The World Bank Group has raised concerns about Kenya's continued vulnerability to debt distress, following its recent Eurobond settlement.

This settlement involved issuing new bonds at a significantly higher interest rate to repurchase a portion of its maturing sovereign debt.

Kenya paid a premium to mitigate the risk of defaulting on its first Eurobond, valued at Sh260.4 billion ($2 billion).

In February, the country issued new notes worth Sh195.3 billion ($1.5 billion) at a hefty 9.75 per cent interest rate, compared to the 6.875 per cent coupon on the maturing bond.

While Kenya will avoid immediate default on $500 million by issuing new debt, the long-term consequences are concerning.

"External borrowing is considerably more expensive now than before the pandemic," the World Bank noted, "despite a gradual decrease in sovereign risk premiums."

This sentiment is echoed by the new Eurobond's interest rate, significantly higher than the maturing one.

The additional debt burden translates to higher annual debt service costs for Kenya.

The new Eurobond is estimated to cost Sh1.1 billion more annually, bringing the total interest payments to Sh19 billion ($146.2 million) compared to the Sh17.9 billion ($137.5 billion) for the original bond.

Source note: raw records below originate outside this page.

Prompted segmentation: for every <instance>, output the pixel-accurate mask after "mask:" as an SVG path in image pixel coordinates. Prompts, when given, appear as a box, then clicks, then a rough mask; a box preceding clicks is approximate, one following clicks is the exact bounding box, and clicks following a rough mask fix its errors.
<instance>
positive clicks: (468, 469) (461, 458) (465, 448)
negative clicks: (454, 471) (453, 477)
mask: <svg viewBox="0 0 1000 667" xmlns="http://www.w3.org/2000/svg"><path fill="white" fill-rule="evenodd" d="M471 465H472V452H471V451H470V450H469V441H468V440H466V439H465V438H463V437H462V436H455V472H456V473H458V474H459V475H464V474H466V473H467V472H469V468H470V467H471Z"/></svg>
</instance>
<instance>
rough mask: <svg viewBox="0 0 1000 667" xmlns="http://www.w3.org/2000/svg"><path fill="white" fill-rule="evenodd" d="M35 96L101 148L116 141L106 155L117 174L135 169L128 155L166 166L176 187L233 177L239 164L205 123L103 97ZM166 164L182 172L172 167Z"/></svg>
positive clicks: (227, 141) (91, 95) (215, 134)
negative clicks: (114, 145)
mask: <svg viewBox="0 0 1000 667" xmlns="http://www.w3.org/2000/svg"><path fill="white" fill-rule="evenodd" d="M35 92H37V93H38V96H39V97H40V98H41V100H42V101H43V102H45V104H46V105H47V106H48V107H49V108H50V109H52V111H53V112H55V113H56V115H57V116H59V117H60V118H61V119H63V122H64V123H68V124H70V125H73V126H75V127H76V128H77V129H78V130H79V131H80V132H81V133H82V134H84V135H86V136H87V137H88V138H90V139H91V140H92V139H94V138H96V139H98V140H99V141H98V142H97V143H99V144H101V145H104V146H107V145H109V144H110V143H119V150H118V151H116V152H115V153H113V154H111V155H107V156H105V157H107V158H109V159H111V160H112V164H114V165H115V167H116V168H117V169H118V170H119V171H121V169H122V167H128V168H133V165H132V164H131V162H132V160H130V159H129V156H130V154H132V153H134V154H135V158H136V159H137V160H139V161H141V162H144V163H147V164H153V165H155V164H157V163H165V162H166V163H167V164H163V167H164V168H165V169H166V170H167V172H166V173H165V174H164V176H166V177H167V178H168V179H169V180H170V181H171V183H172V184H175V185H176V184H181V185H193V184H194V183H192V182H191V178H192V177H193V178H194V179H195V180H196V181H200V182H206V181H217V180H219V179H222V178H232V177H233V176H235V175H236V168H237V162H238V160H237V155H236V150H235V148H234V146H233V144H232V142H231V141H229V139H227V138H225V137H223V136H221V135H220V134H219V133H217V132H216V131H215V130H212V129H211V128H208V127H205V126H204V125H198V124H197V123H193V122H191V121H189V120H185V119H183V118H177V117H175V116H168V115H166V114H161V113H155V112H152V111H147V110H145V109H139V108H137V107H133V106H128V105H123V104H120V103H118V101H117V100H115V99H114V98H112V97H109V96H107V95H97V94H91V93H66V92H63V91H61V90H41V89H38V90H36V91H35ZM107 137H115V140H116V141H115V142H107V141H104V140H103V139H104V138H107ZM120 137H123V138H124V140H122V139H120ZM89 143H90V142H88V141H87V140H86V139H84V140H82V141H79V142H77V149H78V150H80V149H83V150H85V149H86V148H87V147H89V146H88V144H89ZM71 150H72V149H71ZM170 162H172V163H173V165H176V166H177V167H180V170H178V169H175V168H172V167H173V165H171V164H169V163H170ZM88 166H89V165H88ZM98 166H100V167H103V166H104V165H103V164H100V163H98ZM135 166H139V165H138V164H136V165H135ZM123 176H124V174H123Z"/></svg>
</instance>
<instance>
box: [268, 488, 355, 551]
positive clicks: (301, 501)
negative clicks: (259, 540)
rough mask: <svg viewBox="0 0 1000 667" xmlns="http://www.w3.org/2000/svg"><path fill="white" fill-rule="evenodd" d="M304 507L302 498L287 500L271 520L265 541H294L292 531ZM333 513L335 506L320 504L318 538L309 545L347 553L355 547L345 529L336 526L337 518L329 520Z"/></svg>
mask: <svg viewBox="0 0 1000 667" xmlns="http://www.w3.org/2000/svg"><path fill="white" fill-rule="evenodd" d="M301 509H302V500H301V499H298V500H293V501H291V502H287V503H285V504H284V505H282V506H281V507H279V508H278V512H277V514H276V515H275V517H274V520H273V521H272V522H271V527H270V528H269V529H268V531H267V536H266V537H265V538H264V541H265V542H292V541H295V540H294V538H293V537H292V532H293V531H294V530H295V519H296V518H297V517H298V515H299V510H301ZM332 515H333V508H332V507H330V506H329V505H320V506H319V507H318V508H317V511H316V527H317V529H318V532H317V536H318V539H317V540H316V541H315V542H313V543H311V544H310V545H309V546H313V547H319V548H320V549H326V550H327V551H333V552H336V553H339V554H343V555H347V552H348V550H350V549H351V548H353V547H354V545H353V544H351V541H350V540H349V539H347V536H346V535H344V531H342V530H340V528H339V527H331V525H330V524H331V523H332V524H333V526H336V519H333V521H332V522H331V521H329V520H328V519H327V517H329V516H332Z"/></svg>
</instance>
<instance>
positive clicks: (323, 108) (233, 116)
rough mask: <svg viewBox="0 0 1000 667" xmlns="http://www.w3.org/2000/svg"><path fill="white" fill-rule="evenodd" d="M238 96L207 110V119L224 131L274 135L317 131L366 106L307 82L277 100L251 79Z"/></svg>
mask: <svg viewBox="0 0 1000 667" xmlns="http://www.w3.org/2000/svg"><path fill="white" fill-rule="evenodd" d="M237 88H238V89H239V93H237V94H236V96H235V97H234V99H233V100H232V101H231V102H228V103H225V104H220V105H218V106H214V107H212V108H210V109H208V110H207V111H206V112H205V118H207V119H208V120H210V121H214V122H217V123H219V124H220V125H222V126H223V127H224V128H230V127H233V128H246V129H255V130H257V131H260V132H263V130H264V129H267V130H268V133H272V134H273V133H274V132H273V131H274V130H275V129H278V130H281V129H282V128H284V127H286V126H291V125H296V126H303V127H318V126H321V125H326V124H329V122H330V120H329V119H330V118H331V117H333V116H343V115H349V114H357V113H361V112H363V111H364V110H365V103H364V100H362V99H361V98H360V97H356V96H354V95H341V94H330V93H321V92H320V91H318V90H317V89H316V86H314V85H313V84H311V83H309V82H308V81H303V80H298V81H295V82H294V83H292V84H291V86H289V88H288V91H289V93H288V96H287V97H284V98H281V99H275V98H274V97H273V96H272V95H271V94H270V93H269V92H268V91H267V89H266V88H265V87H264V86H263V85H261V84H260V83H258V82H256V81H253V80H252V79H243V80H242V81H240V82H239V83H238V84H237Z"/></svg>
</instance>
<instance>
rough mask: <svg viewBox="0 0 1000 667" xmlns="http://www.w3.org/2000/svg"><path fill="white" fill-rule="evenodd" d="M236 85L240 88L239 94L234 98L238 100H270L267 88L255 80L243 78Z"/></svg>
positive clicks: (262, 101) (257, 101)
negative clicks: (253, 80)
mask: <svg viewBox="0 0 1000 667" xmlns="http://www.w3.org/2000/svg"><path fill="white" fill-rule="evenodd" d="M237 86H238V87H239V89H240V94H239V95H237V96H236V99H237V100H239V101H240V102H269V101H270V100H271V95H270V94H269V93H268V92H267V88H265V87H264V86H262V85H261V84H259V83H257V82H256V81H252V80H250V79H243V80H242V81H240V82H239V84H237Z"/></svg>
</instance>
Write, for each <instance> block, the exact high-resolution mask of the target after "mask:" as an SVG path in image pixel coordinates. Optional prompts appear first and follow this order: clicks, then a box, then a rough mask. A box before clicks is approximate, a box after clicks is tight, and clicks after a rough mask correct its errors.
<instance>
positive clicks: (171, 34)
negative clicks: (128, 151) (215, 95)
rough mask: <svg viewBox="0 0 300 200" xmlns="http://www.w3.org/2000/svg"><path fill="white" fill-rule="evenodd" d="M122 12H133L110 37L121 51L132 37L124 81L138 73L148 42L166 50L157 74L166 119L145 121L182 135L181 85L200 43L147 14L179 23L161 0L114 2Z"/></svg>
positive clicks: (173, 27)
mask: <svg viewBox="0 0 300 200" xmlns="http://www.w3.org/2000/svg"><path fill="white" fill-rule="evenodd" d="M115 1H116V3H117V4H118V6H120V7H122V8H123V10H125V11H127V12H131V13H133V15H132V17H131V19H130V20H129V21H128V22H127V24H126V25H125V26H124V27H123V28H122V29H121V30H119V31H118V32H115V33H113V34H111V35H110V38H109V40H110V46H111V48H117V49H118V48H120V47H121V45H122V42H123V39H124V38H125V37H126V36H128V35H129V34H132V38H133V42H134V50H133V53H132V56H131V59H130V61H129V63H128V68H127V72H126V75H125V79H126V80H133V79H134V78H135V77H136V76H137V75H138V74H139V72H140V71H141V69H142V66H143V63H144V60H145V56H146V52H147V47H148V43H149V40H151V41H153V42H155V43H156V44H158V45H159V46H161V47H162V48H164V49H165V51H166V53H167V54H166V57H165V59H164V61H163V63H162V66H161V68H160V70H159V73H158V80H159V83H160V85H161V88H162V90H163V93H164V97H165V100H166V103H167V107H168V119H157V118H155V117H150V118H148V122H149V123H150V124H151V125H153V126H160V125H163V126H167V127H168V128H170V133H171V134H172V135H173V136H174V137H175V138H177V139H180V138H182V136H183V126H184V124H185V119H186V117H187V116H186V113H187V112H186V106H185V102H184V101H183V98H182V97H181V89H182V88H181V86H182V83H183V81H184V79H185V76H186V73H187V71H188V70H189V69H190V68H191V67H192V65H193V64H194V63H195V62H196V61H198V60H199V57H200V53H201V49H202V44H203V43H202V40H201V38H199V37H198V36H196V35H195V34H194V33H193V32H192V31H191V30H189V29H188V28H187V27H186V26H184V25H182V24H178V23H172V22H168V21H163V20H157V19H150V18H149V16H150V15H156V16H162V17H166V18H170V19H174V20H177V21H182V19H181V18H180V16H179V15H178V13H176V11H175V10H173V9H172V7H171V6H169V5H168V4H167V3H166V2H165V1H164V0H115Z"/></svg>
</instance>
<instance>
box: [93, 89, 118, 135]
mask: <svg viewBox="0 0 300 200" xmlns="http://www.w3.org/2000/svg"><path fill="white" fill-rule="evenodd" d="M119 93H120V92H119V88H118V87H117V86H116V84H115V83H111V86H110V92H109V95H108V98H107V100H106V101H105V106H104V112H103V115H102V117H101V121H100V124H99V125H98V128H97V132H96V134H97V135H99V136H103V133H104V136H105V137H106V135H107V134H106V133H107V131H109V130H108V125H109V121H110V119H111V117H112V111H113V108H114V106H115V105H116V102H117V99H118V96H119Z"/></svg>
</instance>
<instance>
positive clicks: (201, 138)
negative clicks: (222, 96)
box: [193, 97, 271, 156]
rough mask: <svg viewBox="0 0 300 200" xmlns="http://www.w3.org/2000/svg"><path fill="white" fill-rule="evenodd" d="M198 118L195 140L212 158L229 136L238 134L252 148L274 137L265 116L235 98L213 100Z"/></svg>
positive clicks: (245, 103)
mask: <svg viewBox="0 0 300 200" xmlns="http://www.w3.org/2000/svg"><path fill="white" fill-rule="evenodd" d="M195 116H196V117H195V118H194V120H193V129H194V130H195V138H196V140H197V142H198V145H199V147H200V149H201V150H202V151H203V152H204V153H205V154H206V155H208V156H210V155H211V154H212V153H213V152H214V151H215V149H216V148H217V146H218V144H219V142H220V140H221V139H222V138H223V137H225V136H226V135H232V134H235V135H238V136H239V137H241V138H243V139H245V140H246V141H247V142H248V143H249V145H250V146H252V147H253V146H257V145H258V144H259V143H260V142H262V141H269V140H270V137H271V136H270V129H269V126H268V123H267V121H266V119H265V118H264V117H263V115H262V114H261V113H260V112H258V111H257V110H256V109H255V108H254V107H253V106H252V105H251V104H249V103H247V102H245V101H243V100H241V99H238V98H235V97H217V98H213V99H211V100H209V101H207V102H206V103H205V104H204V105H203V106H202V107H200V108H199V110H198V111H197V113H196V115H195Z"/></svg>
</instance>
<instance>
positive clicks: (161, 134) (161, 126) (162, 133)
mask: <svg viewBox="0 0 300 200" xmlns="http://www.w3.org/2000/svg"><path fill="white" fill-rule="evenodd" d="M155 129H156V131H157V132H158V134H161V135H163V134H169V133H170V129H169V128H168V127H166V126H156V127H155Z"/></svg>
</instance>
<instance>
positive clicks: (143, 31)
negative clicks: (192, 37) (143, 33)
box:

These rising refinancing costs exacerbate the risk of debt distress across the region, despite a slight decline in public debt relative to GDP.

"Over half of African governments face external liquidity issues, unsustainable debt burdens, or are actively restructuring their debts," the World Bank added.

The surge in government borrowing from non-traditional lenders and exposure to volatile market financing have further amplified this risk.

Kenya's decision to refinance at a higher interest rate stemmed from anxieties surrounding its ability to meet the June maturity deadline.

These anxieties manifested in a weakening Kenyan shilling, reflecting investor concerns about a potential currency devaluation in case of default.

Additionally, interest rates on both domestic and foreign government securities spiked as investors factored in the default risk.

The new Eurobond's higher coupon reflects a broader trend of increased global borrowing costs.

Central banks worldwide have raised interest rates to combat post-pandemic inflation, making borrowing more expensive.

However, there are some positive signs. Since the new bond issuance, the Kenyan shilling has strengthened against major currencies, and interest rates on government securities have begun to decline.

Notably, Treasury Bill rates fell for the first time in two years last week, indicating a potential easing of government borrowing costs.

The Central Bank of Kenya (CBK) anticipates a further decrease in domestic interest rates.

This is expected to be facilitated by increased disbursements of external financing, particularly from multilateral lenders like the World Bank and the International Monetary Fund.

Notably, a portion of this external financing is intended to complete the settlement of Kenya's debut Eurobond.

While the immediate crisis of default has been averted, Kenya's long-term economic health remains a concern.

The high cost of this debt settlement highlights the need for the country to implement sustainable fiscal policies and diversify its borrowing sources to mitigate future debt distress risks.